Warm four ounces of butter, mix it with the same quantity of loaf-sugar sifted, grate in the rind of three lemons, squeeze in the juice of one, add three well-beaten eggs, a little nutmeg, and a spoonful of brandy; put this mixture into small tins lined with a light puff paste, and bake.


Cheesecakes can be varied by putting almonds beaten instead of the lemon, or by substituting Seville oranges, and adding a few slices of candied orange and lemon peel.


GIBLET PIE.

Prepare the giblets as for "stewed giblets," they should then be laid in a deep dish, covered with a puff paste, and baked.


MOLINA PIE.

Mince finely cold veal or chicken, with smoked beef or tongue; season well, add lemon-juice and a little nutmeg, let it simmer in a small quantity of good beef or veal gravy; while on the fire, stir in the yolks of four eggs, put it in a dish to cool, and then cover with a rich pastry, and bake it.


VOL AU VENT.

This requires the greatest lightness in the pastry, as all depends upon its rising when baked; it should be rolled out about an inch and a half in thickness, cut it with a fluted tin of the size of the dish in which it is to be served. Also cut a smaller piece, which must be rolled out considerably thinner than an inch, to serve as a lid for the other part; bake both pieces, and when done, scoop out the crumb of the largest, and fill it with a white fricassee of chicken, sweetbread, or whatever may be selected; the sauce should be well thickened, or it would soften, and run through the crust.


A VOL-AU-VENT OF FRUIT.

It is now the fashion to fill vol-au-vents with fruits richly stewed with sugar until the syrup is almost a jelly; it forms a very pretty entremêt.


PETITS VOL-AU-VENTS.

These are made in the same way, but cut in small rounds, the crumb of the larger is scooped out, and the hollow filled with any of the varieties of patty preparations or preserved fruits.


MINCE PIES.

Grease and line tin patty-pans with a fine puff paste rolled out thin ; fill them with mince-meat, cover them with another piece of paste, moisten the edges, close them carefully, cut them evenly round, and bake them about half an hour in a well-heated oven.


PATTY MEATS

May be prepared from any dressed materials, such as cold dressed veal, beef and mutton, poultry, sweetbreads, and fish; the chief art is to mince them properly, and give them the appropriate flavor and sauce; for veal, sweetbreads, and poultry, which may be used together or separately, the usual seasonings are mace, nutmeg, white pepper, salt, mushrooms minced, or in powder, lemon-peel, and sometimes the juice also; the mince is warmed in a small quantity of white sauce, not too thin, and the patty crusts, when ready baked, are filled with it.
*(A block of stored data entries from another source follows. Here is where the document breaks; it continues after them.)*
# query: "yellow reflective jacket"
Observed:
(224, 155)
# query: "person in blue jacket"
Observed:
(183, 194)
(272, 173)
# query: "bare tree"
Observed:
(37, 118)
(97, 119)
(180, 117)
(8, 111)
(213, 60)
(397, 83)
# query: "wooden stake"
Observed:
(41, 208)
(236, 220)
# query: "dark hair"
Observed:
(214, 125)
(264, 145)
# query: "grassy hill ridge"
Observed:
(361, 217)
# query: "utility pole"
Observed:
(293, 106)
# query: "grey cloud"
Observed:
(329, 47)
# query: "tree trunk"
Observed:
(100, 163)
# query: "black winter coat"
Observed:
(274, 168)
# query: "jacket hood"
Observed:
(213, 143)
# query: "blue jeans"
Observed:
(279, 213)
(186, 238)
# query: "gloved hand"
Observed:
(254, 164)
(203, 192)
For beef and mutton the seasonings are salt, pepper, allspice, a few sweet herbs powdered, with the addition, if approved, of a little ketchup; the mince must be warmed in strong well-thickened beef gravy.

If the mince is of fish, season with anchovy sauce, nutmeg, lemon-peel, pepper and salt; warm it in a sauce prepared with butter, flour, and milk or cream, worked together smoothly and stirred till it thickens; the mince is then simmered in it for a few minutes, till hot; the seasonings may be put with the sauces, instead of with the mince.